[llvm-dev] RFC: Killing undef and spreading poison

Wed Oct 19 09:49:27 PDT 2016

>>>> Memcpy does a byte-by-byte copy. So if one of the bits is poison then only the byte containing that bit becomes poison.
>>>> Therefore, memcpy(x, y, 1) is equivalent to load i8.  But memcpy(x,y,4) is not equivalent to "load i32" since load makes the whole value poison if any of the bits is poison.
>>>> The alternative as given by Eli is to use "load <4 x i8>".  Since now we are loading 4 separate values, poison does not extend past the byte boundary.  When load is lowered, you should get exactly the same code as with "load i32", though.
>>>> So the hope is that there's no diff at assembly level.
>>>
>>> I'm curious. Where is it defined that memcpy is byte by byte not, for example, bit by bit?
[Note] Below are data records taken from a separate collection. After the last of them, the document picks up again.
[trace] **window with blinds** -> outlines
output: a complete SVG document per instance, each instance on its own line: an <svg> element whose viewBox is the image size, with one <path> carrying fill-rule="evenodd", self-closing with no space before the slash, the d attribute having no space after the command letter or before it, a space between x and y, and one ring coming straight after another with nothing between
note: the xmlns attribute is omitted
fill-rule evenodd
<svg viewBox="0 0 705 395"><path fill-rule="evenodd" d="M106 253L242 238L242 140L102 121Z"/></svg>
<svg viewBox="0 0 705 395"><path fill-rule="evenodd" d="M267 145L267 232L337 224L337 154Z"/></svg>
Why is the destination not identical to the source, with exactly the same bits poison?
>> 
>> I don't think it's written explicitly anywhere, but the C++ standard says the following:
>> "The fundamental storage unit in the C++ memory model is the byte."
>> [intro.memory - 1.7]
>> 
>> And then:
>> "most derived object shall have a non-zero size and shall occupy one or more bytes of storage."
>> "An object of trivially copyable or standard-layout type (3.9) shall occupy contiguous bytes of storage."
>> [intro.object - 1.8]
>> 
>> I'm not a language lawyer, but it seems that for C/C++, defining memcpy in terms of byte copying is sufficient. Even for bit-fields, since these are lowered into words with a multiple-of-a-byte size.
>> 
>> However, just because for C is fine to do something, it's true that we may choose to do something else at the IR level.  It's easy to make memcpy a bit-wise copy; the question is whether there's a client that cares or not.  Please let us know if you are aware of such a client.
> 
> Isn't a struct containing a bitfield with a non multiple of 8 number of bits already an example? A previous post indicated the last byte, with the padding bits, needed special treatment.

I believe clang always uses multiples of bytes to lower bitfields (even if some bits aren't used).  Therefore, AFAICT, clang will only introduce whole-byte undefs for padding at the end, but not non-multiple of 8 bits.

Nuno